Fri Mar 17 13:00:15 UTC 2017

On 17/03/2017 12:44, Konstantin Belousov wrote:
> On Fri, Mar 17, 2017 at 11:27:52AM +0000, Steven Hartland wrote:
>> On 17/03/2017 08:23, Konstantin Belousov wrote:
>>> On Fri, Mar 17, 2017 at 06:30:49AM +0000, Steven Hartland wrote:
>>>> Ok I think I've identified the cause.
>>>>
>>>> If an alternative signal stack is applied to a non-main thread and that
>>>> thread calls execve then the signal stack is not cleared.
>>>>
>>>> This results in all sorts of badness.
>>>>
>>>> Full details, including a small C reproduction case can be found here:
>>>> https://github.com/golang/go/issues/15658#issuecomment-287276856
>>>>
>>>> So looks like its kernel bug.
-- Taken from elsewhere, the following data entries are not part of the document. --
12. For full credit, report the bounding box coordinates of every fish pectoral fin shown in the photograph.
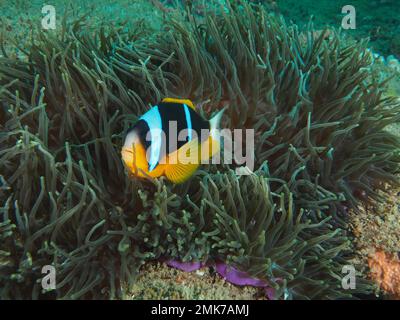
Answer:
[165,163,199,183]
[165,139,200,183]
[162,98,196,110]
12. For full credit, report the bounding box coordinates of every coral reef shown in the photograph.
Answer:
[124,264,263,300]
[368,251,400,300]
[0,1,400,299]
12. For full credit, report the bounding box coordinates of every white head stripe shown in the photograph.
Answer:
[183,104,192,141]
[140,106,162,171]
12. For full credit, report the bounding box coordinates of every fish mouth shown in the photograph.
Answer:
[121,147,134,166]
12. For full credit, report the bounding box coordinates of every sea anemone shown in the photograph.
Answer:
[0,1,400,299]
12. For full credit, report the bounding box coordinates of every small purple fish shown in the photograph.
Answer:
[166,260,275,300]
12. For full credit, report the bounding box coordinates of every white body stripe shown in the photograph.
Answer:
[140,106,162,172]
[183,104,192,141]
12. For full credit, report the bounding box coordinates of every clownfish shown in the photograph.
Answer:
[121,98,224,183]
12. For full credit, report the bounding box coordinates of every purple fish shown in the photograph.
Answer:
[166,260,275,300]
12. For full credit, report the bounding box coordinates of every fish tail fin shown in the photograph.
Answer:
[210,107,226,130]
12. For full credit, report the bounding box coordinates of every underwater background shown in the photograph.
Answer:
[0,0,400,299]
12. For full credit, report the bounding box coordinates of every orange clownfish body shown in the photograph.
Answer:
[121,98,223,183]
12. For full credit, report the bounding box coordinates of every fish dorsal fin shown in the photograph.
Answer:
[162,98,196,110]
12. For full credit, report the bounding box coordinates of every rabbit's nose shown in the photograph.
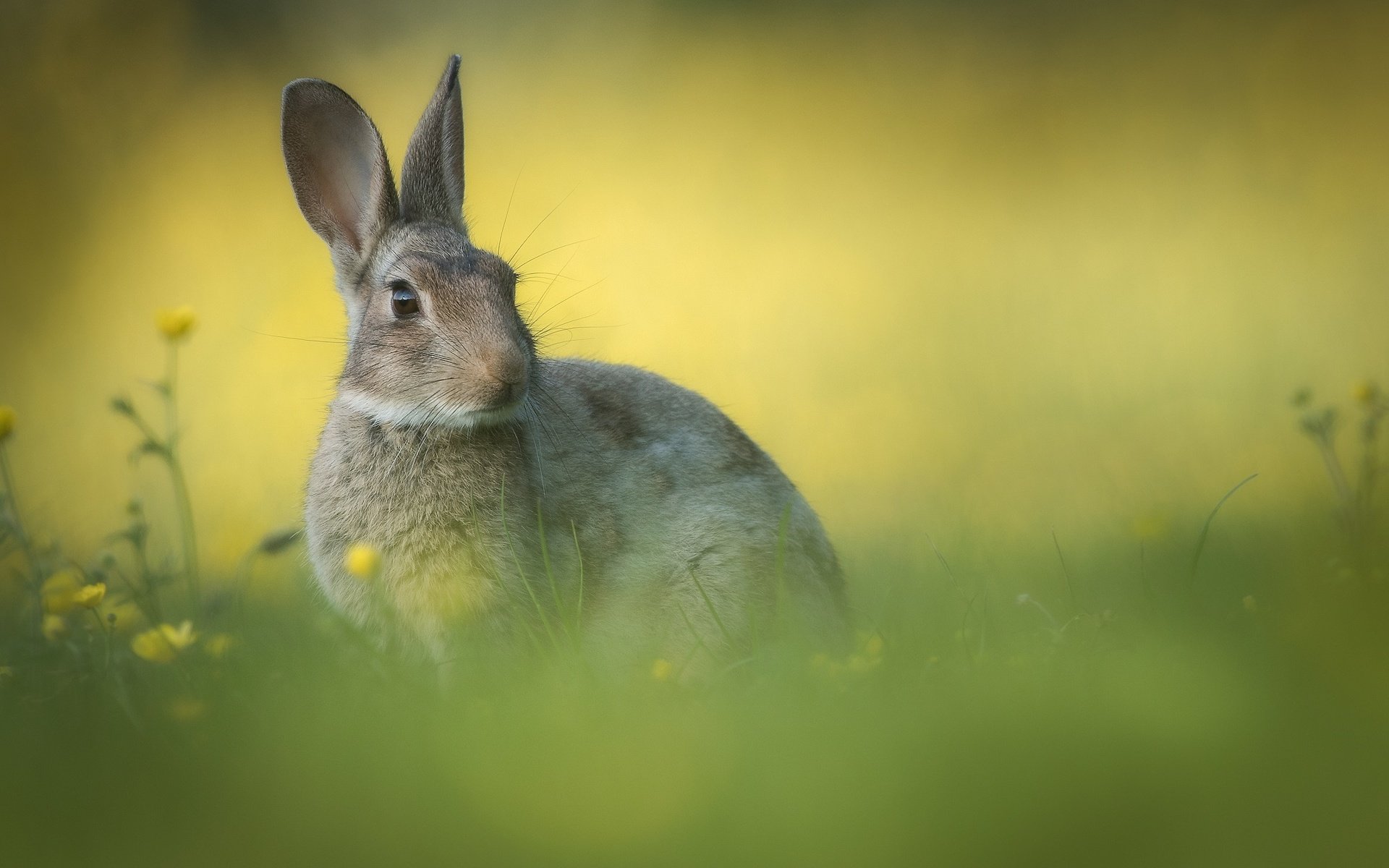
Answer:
[479,349,525,406]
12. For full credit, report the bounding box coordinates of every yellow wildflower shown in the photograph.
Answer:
[72,582,106,608]
[43,616,68,642]
[39,569,82,616]
[154,305,197,340]
[1350,379,1380,406]
[343,543,381,581]
[130,628,178,663]
[203,634,236,660]
[160,621,197,651]
[165,696,207,723]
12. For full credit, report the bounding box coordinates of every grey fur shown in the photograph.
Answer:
[284,57,844,667]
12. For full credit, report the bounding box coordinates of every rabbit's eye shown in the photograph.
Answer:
[391,281,420,320]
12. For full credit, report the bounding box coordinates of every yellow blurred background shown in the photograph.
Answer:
[0,0,1389,574]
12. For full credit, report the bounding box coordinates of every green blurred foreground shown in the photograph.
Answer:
[0,386,1389,865]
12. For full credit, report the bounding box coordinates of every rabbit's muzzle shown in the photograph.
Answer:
[477,349,528,409]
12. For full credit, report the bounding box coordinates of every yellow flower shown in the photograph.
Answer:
[343,543,381,579]
[39,569,82,616]
[43,616,68,642]
[130,628,178,663]
[1350,379,1380,406]
[154,305,197,340]
[72,582,106,608]
[165,696,207,723]
[160,621,197,651]
[203,634,236,660]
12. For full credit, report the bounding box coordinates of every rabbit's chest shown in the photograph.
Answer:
[305,414,524,634]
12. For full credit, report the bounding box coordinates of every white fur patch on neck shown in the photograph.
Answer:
[338,389,519,430]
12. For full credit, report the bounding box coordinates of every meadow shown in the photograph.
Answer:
[0,0,1389,867]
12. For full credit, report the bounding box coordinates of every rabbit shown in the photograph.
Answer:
[282,56,847,668]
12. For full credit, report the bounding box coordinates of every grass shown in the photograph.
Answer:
[0,328,1389,867]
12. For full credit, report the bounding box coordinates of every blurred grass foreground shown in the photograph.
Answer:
[0,0,1389,868]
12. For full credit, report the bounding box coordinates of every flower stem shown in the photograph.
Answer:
[164,340,200,603]
[0,443,43,632]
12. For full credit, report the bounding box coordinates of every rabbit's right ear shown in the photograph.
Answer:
[281,78,400,268]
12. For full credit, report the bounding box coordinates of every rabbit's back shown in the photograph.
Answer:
[307,359,843,660]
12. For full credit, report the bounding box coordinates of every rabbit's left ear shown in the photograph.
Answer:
[400,54,467,234]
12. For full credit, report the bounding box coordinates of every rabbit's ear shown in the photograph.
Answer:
[281,78,399,265]
[400,54,467,234]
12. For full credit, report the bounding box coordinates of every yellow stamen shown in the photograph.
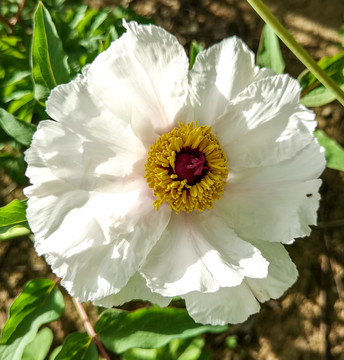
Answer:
[145,123,228,214]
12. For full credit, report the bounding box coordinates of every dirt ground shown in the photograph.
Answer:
[0,0,344,360]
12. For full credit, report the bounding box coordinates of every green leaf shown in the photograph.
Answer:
[178,339,204,360]
[0,109,36,146]
[21,327,54,360]
[55,333,98,360]
[314,130,344,171]
[298,51,344,106]
[121,349,157,360]
[257,24,285,74]
[189,40,204,69]
[0,200,30,240]
[31,2,70,100]
[49,345,62,360]
[95,308,228,353]
[0,279,64,360]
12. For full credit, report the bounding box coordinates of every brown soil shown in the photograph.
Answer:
[0,0,344,360]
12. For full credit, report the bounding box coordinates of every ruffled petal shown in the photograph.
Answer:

If anyone has an ideas about that before I
>>>> look tomorrow that would be appreciated.
>>> Yes, there is definitely a kernel bug, which should be fixed by the patch
>>> below.
>>>
>>> Still, what I saw when I looked at the issue, is not quite resembling
>>> potential consequences of the bug.  Using wrong memory for signal stack
>>> would result either in much more significant memory corruption if the
>>> alt stack range is mapped and used for something unrelated, or in killed
>>> process on signal delivery, if the range is not mapped.  While I saw a
>>> systematic 'off by 0x10' in some gc structures.
>>>
>>> Anyway, patch for the issue you identified:
>>>
>>> diff --git a/sys/kern/kern_sig.c b/sys/kern/kern_sig.c
>>> index 29d5dd4b132..9bf3ba66f5c 100644
>>> --- a/sys/kern/kern_sig.c
>>> +++ b/sys/kern/kern_sig.c
>>> @@ -976,7 +976,6 @@ execsigs(struct proc *p)
>>>    	 * and are now ignored by default).
>>>    	 */
>>>    	PROC_LOCK_ASSERT(p, MA_OWNED);
>>> -	td = FIRST_THREAD_IN_PROC(p);
>>>    	ps = p->p_sigacts;
>>>    	mtx_lock(&ps->ps_mtx);
>>>    	while (SIGNOTEMPTY(ps->ps_sigcatch)) {
>>> @@ -1007,6 +1006,8 @@ execsigs(struct proc *p)
>>>    	 * Reset stack state to the user stack.
>>>    	 * Clear set of signals caught on the signal stack.
>>>    	 */
>>> +	td = curthread;
>>> +	MPASS(td->td_proc == p);
>>>    	td->td_sigstk.ss_flags = SS_DISABLE;
>>>    	td->td_sigstk.ss_size = 0;
>>>    	td->td_sigstk.ss_sp = 0;
>> Thanks Kostik, pretty obvious now looking at :)
>>
>> Testing here we've seen all sorts of corruption looking things, mainly
>> around random signals from SIGILL to SIGSEGV but also random kernel
>> messages including:
>> pid 4603 (test): sigreturn copying xfpustate failed
>> pid 5013 (test): sigreturn xfpusave_len = 0x44d9bb
>>
>> I'm currently running a test, but its looking good as the test case
>> usually crashes in a matter of seconds.
>>
>> Would you mind if I committed it?
> I am capable of committing the patches.
No problem, wouldn't ever suggest otherwise, just didn't want to add to 
your workload ;-)
>
>> I'm guessing given its nature this is something we'd want MFC'ed and
>> Errata's issued for all supported versions?
> MFC will be done for sure.  I am not so sure about EN, this is a routine
> bugfix.  For some reasons 10.3 errata might be indeed the only way to get
> this for 10.x users, but I do not see why bother re/so with 11.0.
My argument for doing an EN would for 11.0 as well as 10.3 be two fold:
1. It exposes other processes memory so could be considered as security 
issue?
2. Given its causing quite a bit of pain for golang users (random 
crashes), which is getting used more and more now, it would be good to 
get a fix out sooner rather than later and 11.1 is still over 4months off.

     Regards
     Steve